简体   繁体   English

具有内存不足异常的EPPlus大数据集问题

[英]EPPlus Large Dataset Issue with Out of Memory Exception

System Out of Memory Exception. 系统内存异常。 I see the memory Stream is only flushed when saved. 我看到内存Stream只在保存时刷新。 We have 1.5 - 2GB Datasets. 我们有1.5 - 2GB的数据集。

I am using EPPlus Version 3.1.3.0 我使用的是EPPlus版本3.1.3.0

We do the following in code. 我们在代码中执行以下操作。

We loop through 我们循环

     --> Create a Package
        --> each table in the datareader
            -->   Add WorkSheet to the Package 
        --> Dispose Each table.
     --> Save the  Package.

Each Datatable is of a 300Mg Size up to 15 Tables out form the System. 每个数据表的大小为300Mg,最多15个表格。

This is causing a issue, I have logged this in detail @ https://epplus.codeplex.com/workitem/15085 这导致了一个问题,我已经详细记录了这个@ https://epplus.codeplex.com/workitem/15085

I still want to be able to use EPPlus its very nice API. 我仍然希望能够使用EPPlus非常好的API。 but is there a better way to free up a worksheet once we add it to the package. 但是,一旦我们将工作表添加到包中,就有更好的方法来释放工作表。
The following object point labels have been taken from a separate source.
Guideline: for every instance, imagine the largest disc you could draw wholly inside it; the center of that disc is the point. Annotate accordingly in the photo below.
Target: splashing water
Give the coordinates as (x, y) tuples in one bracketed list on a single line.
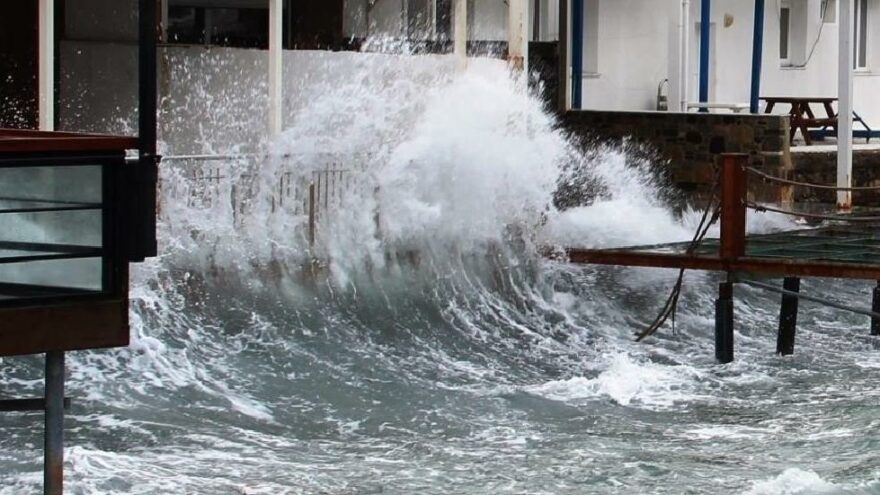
[(432, 350)]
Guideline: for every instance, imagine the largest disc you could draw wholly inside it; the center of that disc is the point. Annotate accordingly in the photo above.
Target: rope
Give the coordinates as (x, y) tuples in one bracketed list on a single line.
[(815, 216), (671, 306), (780, 180)]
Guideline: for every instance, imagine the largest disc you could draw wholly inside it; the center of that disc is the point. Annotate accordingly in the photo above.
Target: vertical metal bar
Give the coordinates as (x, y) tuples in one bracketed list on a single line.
[(577, 53), (312, 217), (875, 307), (733, 207), (845, 104), (724, 323), (53, 468), (460, 35), (788, 317), (757, 55), (536, 21), (563, 46), (705, 42)]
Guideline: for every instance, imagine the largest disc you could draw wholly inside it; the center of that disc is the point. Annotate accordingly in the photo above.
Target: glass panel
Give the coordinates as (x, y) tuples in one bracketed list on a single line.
[(44, 276), (51, 231)]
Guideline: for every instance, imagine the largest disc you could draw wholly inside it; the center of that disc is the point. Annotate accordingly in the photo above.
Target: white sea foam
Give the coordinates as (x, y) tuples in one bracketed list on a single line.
[(627, 382), (793, 481)]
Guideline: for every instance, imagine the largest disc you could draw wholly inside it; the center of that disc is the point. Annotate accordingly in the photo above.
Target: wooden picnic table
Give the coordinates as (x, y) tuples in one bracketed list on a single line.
[(802, 116)]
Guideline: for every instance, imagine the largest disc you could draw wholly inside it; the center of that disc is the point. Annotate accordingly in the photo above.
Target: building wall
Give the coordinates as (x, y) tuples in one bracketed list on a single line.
[(688, 143)]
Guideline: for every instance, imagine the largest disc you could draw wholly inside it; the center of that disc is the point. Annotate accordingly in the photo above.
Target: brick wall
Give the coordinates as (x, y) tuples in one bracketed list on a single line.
[(686, 145), (821, 168)]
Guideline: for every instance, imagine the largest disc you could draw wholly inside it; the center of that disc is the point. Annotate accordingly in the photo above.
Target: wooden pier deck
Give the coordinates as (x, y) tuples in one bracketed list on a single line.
[(846, 247)]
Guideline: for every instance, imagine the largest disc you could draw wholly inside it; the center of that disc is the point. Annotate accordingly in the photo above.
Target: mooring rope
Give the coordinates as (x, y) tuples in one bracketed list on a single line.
[(671, 306), (780, 180), (815, 216)]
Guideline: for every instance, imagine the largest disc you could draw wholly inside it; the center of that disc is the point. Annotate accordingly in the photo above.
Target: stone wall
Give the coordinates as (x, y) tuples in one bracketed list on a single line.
[(687, 145), (820, 167)]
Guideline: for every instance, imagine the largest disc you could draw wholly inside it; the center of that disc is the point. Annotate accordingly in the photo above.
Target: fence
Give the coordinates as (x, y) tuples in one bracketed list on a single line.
[(310, 185)]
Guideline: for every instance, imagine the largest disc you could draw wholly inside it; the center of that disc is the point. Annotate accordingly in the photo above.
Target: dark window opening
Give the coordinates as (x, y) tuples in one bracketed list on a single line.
[(242, 28)]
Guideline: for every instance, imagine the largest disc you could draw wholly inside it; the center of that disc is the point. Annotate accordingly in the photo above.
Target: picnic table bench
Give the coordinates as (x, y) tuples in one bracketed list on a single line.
[(803, 118)]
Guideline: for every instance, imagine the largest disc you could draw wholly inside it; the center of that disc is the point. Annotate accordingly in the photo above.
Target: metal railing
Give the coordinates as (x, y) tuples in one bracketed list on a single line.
[(232, 181)]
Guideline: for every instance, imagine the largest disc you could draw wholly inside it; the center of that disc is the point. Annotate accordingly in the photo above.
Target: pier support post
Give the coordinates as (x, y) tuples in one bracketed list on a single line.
[(788, 317), (53, 467), (875, 307), (724, 323)]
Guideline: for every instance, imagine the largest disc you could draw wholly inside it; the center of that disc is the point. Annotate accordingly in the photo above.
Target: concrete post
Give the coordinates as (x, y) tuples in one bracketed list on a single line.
[(460, 35), (276, 66), (564, 43), (844, 104), (46, 69), (684, 41)]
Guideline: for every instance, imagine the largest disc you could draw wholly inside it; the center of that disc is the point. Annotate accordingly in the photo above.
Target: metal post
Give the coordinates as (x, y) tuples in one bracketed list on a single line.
[(53, 467), (788, 317), (724, 323), (276, 65), (564, 45), (460, 35), (705, 41), (757, 55), (733, 206), (875, 307), (845, 105), (577, 53), (47, 65)]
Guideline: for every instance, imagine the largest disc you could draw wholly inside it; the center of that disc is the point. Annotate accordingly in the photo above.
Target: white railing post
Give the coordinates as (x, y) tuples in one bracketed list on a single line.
[(460, 35), (46, 93), (276, 66), (845, 105)]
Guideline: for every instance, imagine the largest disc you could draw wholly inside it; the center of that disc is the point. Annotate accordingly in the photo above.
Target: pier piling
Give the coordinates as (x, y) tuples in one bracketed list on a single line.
[(788, 317), (53, 467), (724, 323), (875, 307)]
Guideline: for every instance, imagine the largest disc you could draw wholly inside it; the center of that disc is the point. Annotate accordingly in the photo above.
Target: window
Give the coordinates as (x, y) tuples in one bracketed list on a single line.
[(246, 28), (860, 47), (784, 33)]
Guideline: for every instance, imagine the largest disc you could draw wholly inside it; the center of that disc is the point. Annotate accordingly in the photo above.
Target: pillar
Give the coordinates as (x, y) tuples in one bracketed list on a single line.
[(276, 65), (844, 104), (724, 323), (53, 467), (788, 317)]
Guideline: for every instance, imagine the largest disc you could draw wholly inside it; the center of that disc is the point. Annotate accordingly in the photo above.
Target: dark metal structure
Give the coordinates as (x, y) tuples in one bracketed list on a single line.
[(74, 212), (838, 251)]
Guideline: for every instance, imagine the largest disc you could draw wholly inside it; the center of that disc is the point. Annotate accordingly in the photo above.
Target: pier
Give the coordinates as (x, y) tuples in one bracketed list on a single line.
[(846, 247)]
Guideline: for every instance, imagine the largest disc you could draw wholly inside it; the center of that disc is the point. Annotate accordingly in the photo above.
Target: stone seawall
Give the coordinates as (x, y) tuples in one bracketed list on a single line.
[(687, 145), (820, 167)]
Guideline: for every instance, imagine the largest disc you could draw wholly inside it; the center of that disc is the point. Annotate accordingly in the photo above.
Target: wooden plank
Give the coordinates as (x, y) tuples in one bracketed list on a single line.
[(87, 325), (18, 141)]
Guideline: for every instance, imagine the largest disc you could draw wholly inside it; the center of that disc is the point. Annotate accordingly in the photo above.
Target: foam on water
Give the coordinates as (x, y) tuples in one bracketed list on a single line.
[(438, 353)]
Thank you for helping. 谢谢你的帮忙。

Unfortunately, this seems to be a major limitation of EPPlus - you can find others posting about it on their codeplex page. 不幸的是,这似乎是EPPlus的一个主要限制 - 您可以在其codeplex页面上找到其他人发布的内容。 I ran into a similar issue when exporting large dataset - single tables with 115+ columns wide and 60K+ rows tall. 我在导出大型数据集时遇到了类似的问题 - 单个表格宽115+列,高60K +行。 Typically around 30 to 35k rows is when it ran out of memory. 通常,当内存不足时,大约30到35k行。 What is happening is every cell that is created is it own object which is fine for small dataset but in my case it would be 115x60K= ~7 million. 发生了什么是创建的每个单元格都是它自己的对象,对于小数据集来说很好,但在我的情况下它将是115x60K = ~700万。 Since each cell is an object with content (mostly strings) its memory footprint adds up quick. 由于每个单元格都是一个包含内容(主要是字符串)的对象,因此其内存占用量会快速增加

At some point in the future my plan was to create the XML files manually using Linq2Xml. 在将来的某个时候,我的计划是使用Linq2Xml手动创建XML文件。 An xlsx is just a zip file renamed with XML files making up the content of the workbook and worksheets. xlsx只是一个用XML文件重命名的zip文件,它构成了工作簿和工作表的内容。 So, you could create an empty xlsx using EPP, save it, open it as a zip, pull out sheet1.xml and add the data content via string manipulation. 因此,你可以使用EPP创建一个空的xlsx,保存它,打开它作为zip,拉出sheet1.xml并通过字符串操作添加数据内容。 You would also have to work on the sharedstring.xml file which Excel uses to help keep the file size down. 您还必须处理Excel用于帮助保持文件大小的sharedstring.xml文件。 There are probably other xml files that will need updating as well with keys or name. 可能还有其他xml文件需要更新以及密钥或名称。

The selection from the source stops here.